De todas se cansaba, todas lo aburrían después de la segunda cita —si es que
había una segunda. Era un seductor nato.
¡Pobres minas! Yo sentía lástima por ellas. Siempre terminaban
humilladas, con la autoestima por el piso, con la dignidad aplastada. Algunas
eran pasables, finas, delicadas, de buena familia, cultas, pero había otras que
eran de lo peor, no sabían ni hablar; vulgares hasta lo imposible. No sé de
dónde las sacaba. Lo único que todas tenían en común era su facilidad para
enamorarse; todas morían por una mirada, por una sonrisa suya.
Pero
él solo se divertía, jugaba con sus sentimientos. En realidad, nunca les
prometía nada. Ellas solas se hacían la película, ellas solitas se entregaban
en bandeja. Y él ni fu ni fa con ninguna, salvo con una. Había una que le movía
el piso, a la que apreciaba un poco, creo. Se llamaba Leticia. Era una piba
petisa y regordeta, con melena enmarañada hasta los hombros, ojos grises
chiquitos como de ratón y nariz ganchuda. Era rematadamente fea. No sé qué le había
visto mi hermano, pero a ésta parecía que algo la quería, algo nomás, no mucho;
tampoco era cosa que no pudiera vivir sin ella.
“Será inteligente, le hablará de cosas
interesantes, o le permitirá cosas que las otras no le permiten, porque por lo
linda no debe ser”, pensaba yo.
Esos
misterios incomprensibles de la vida…
A
veces los escuchaba conversar:
–Te
quiero mucho.
–Mmm…
te creería si no hubieras agregado “mucho”.
–¡Qué
jodida que sos! Nunca te viene nada bien.
–No
confío en vos. Yo sí que te quiero.
–¿Ah
sí? ¿Qué harías por mí?
-Cualquier cosa. Lo que fuera.
–¿Qué
harías por mí si me metieran preso, por ejemplo?
–Me
moriría de tristeza. Saldría a robar para pagarte un abogado que te sacara.
–¿Y si anduviera con otra mina? ¿Si te dejara?
–¡Qué
cruel sos! ¡Ya sabés cómo soy de celosa!
Y así
andaban siempre…
Era
una extraña relación la que tenían.
Una
noche estrellada de verano nos fuimos todos a bailar a un boliche sobre
Libertador, en Olivos; “Bahiano”, se
llamaba. Éramos un grupo grande de chicos y chicas del barrio. Pero la Leticia
no estaba con nosotros.
Mi
hermano bailaba con una rubia preciosa, parecía modelo. La estábamos pasando
bárbaro, bailando enloquecidos al ritmo de “The Final Countdown” cuando de
repente, sin ningún aviso previo, apareció la Leticia. Tambaleándose, se le fue
encima a Enrique con un frasco en la mano que decía “VENENO PARA RATAS”.

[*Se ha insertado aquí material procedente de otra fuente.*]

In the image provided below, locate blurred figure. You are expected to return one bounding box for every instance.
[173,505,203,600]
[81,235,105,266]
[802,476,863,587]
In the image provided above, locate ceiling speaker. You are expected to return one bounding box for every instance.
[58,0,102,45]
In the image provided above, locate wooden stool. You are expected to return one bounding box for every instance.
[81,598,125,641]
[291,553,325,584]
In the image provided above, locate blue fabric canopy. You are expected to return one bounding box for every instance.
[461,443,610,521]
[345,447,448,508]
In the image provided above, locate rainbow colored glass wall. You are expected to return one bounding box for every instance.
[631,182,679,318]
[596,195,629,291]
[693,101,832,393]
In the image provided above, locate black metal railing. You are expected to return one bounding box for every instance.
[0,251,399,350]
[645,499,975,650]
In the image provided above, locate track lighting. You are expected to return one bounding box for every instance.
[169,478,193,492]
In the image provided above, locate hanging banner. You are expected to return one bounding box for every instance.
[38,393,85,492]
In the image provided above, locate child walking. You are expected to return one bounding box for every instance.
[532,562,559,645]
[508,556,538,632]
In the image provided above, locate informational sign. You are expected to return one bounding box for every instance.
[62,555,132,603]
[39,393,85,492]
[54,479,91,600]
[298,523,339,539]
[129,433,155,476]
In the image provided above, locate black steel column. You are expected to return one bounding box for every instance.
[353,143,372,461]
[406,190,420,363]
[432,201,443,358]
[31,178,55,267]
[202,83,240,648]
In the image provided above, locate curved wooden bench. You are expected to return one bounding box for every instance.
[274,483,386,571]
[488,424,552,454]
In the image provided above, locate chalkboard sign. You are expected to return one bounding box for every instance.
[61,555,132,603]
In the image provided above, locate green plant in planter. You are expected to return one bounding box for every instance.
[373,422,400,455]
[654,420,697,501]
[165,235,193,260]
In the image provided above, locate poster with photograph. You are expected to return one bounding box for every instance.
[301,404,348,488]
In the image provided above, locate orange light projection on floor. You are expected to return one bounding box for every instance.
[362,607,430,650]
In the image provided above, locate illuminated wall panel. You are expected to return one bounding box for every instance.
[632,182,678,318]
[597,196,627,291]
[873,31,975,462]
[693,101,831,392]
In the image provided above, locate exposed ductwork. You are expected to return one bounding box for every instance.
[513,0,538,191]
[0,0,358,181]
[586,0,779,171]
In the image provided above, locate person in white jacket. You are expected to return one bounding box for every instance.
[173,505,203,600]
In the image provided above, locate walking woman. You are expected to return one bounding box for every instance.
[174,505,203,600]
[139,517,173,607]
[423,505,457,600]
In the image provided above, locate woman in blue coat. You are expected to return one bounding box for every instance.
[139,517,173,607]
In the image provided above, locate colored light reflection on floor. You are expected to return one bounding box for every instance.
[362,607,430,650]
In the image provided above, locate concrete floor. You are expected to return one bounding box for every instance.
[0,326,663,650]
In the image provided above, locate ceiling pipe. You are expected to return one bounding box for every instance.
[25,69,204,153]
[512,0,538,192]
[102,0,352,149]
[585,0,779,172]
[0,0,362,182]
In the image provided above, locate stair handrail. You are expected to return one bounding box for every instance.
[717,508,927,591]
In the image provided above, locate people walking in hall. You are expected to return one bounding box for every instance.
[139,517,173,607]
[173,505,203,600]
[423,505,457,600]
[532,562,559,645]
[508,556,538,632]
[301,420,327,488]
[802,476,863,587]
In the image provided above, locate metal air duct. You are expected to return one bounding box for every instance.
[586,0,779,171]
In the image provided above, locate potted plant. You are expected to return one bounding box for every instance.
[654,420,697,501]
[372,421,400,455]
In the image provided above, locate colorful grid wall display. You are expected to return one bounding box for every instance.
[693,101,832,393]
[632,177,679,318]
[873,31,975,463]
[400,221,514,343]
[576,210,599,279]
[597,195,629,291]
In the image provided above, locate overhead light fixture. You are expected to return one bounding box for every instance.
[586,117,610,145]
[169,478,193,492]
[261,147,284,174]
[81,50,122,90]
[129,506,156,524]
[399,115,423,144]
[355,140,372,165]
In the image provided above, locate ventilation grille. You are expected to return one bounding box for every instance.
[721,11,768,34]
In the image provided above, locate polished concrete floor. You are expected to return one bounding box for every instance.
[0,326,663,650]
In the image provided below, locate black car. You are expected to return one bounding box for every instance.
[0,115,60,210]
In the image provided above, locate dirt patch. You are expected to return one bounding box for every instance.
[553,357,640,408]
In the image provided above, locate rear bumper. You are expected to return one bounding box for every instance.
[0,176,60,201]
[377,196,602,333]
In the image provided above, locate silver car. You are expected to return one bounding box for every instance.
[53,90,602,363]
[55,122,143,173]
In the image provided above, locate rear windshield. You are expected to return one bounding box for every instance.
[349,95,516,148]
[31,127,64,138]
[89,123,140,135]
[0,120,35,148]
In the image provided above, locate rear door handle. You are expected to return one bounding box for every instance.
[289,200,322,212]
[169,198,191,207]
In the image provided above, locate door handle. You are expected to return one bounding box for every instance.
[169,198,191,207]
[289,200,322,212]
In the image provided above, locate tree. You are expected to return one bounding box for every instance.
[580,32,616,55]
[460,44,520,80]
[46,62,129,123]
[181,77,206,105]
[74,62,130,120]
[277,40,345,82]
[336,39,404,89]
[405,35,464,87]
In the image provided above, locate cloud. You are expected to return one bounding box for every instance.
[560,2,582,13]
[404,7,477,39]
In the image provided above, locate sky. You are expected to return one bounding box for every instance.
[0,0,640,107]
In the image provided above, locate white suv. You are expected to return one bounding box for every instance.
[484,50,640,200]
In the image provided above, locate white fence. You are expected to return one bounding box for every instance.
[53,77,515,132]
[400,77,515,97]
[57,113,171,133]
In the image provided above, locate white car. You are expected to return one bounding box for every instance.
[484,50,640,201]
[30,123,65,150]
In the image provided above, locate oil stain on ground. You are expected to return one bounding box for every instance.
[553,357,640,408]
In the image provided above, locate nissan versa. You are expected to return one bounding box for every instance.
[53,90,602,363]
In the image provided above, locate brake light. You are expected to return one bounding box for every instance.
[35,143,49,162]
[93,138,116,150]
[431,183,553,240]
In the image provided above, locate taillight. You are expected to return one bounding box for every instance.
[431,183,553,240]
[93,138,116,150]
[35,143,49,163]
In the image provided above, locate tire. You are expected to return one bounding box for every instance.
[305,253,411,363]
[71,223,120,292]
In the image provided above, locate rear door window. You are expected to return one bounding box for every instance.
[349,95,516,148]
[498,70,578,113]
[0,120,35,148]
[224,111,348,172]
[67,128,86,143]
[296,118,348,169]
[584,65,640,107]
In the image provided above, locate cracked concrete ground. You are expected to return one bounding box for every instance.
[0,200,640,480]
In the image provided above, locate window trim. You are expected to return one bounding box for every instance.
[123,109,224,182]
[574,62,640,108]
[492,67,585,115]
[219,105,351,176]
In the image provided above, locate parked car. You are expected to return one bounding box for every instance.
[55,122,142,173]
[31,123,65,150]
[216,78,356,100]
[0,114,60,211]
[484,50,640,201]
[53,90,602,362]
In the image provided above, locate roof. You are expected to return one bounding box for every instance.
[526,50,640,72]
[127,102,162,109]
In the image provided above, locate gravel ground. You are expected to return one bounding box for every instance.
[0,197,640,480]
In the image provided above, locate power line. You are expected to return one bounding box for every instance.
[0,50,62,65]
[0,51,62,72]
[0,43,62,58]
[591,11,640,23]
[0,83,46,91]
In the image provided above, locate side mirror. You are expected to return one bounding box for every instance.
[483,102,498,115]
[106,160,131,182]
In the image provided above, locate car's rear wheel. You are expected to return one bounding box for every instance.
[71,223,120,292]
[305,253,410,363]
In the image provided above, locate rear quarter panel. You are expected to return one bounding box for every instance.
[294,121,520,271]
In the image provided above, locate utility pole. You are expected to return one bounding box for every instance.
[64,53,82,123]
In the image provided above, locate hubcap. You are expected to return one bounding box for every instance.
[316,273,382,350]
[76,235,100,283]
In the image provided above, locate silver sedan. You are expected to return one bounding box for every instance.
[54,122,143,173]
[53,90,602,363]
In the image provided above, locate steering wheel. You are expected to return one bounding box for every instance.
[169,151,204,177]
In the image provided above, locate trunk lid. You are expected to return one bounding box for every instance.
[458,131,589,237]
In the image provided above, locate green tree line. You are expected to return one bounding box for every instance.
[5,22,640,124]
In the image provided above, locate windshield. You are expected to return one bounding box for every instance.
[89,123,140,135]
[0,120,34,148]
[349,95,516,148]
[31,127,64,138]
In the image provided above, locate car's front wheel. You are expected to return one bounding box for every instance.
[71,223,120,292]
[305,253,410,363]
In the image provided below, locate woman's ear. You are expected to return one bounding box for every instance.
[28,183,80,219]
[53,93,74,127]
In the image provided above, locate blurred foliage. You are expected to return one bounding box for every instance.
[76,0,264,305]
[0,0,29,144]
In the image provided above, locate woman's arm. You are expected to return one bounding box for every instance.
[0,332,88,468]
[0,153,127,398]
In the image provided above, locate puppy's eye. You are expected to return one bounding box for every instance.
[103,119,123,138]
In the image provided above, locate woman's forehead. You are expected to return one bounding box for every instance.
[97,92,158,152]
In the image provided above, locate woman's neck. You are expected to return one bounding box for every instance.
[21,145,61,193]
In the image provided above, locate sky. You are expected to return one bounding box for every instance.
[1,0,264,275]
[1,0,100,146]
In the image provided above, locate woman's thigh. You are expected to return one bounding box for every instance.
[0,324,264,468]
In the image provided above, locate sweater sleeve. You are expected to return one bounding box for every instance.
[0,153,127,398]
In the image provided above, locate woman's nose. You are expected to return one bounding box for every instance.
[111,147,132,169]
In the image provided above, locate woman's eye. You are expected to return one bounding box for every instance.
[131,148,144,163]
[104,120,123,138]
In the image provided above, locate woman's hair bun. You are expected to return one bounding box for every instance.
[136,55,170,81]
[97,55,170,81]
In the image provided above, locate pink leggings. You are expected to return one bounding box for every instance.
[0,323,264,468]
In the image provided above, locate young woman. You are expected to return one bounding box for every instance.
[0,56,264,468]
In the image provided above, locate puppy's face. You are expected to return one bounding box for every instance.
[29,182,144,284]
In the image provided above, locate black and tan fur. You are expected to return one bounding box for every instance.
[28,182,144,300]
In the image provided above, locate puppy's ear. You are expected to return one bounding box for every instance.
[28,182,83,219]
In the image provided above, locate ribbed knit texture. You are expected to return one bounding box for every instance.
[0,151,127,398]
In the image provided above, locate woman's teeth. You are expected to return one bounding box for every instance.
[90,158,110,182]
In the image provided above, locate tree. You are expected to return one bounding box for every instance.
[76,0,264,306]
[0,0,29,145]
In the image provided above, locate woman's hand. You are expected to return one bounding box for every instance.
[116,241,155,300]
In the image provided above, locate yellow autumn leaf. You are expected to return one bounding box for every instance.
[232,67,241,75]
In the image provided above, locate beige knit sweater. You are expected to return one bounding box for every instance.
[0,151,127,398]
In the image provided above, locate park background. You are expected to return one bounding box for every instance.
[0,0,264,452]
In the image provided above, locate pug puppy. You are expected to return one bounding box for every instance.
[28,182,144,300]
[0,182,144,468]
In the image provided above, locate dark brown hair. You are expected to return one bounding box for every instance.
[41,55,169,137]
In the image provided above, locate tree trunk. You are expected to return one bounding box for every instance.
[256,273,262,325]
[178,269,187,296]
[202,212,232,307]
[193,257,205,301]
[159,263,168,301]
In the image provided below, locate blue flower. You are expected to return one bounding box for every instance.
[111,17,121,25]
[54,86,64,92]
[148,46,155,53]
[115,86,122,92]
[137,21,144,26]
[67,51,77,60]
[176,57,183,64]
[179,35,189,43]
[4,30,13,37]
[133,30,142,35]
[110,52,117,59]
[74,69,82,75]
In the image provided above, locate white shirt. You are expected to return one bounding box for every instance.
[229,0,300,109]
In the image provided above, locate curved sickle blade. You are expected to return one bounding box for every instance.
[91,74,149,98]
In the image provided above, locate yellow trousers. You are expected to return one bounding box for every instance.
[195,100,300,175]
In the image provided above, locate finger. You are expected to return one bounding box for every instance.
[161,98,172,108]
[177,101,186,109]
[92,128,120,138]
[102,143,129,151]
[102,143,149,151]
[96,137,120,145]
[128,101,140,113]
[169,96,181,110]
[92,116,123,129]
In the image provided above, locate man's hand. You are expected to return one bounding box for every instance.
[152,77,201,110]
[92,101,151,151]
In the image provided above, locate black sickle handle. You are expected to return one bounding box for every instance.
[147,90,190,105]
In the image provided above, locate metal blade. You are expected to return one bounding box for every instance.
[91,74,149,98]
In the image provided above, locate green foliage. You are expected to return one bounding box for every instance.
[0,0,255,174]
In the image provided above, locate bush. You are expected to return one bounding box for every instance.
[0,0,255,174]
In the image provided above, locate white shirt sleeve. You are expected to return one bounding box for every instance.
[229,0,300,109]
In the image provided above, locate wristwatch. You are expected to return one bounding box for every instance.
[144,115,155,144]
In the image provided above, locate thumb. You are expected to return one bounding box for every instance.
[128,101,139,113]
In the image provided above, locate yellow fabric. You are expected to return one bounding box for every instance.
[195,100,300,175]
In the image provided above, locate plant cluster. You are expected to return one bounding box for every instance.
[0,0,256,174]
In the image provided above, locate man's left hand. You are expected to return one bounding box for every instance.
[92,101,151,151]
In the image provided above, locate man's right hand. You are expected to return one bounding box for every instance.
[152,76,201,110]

–¡Esto me tomé! –le gritó, poniéndole el frasco a la altura de la cara.
Mi
hermano se quedó con la boca abierta, blanco como una hoja. Ella se dio media
vuelta y salió corriendo. Enrique repetía:
–¡¿Qué voy a hacer?! ¡¿Qué voy a hacer?! ¡Está loca! ¡Es una loca! –se
agarraba la cabeza con las manos.
Mientras tanto, la Leticia, por la calle, se andaba muriendo.
Enrique lloraba como un chico. Anduvo toda la noche buscándola en los
hospitales, en las comisarías, en su casa. Dos días después seguía sin
aparecer. Al tercer día nos enteramos que estaba en la Morgue. No queríamos
creer que fuera la Leticia. Pero sí. Era ella.
Enrique nunca más volvió a ser el mismo. No le quedaron más ganas de
jugar con las mujeres.
Siempre me pareció demasiado duro su castigo.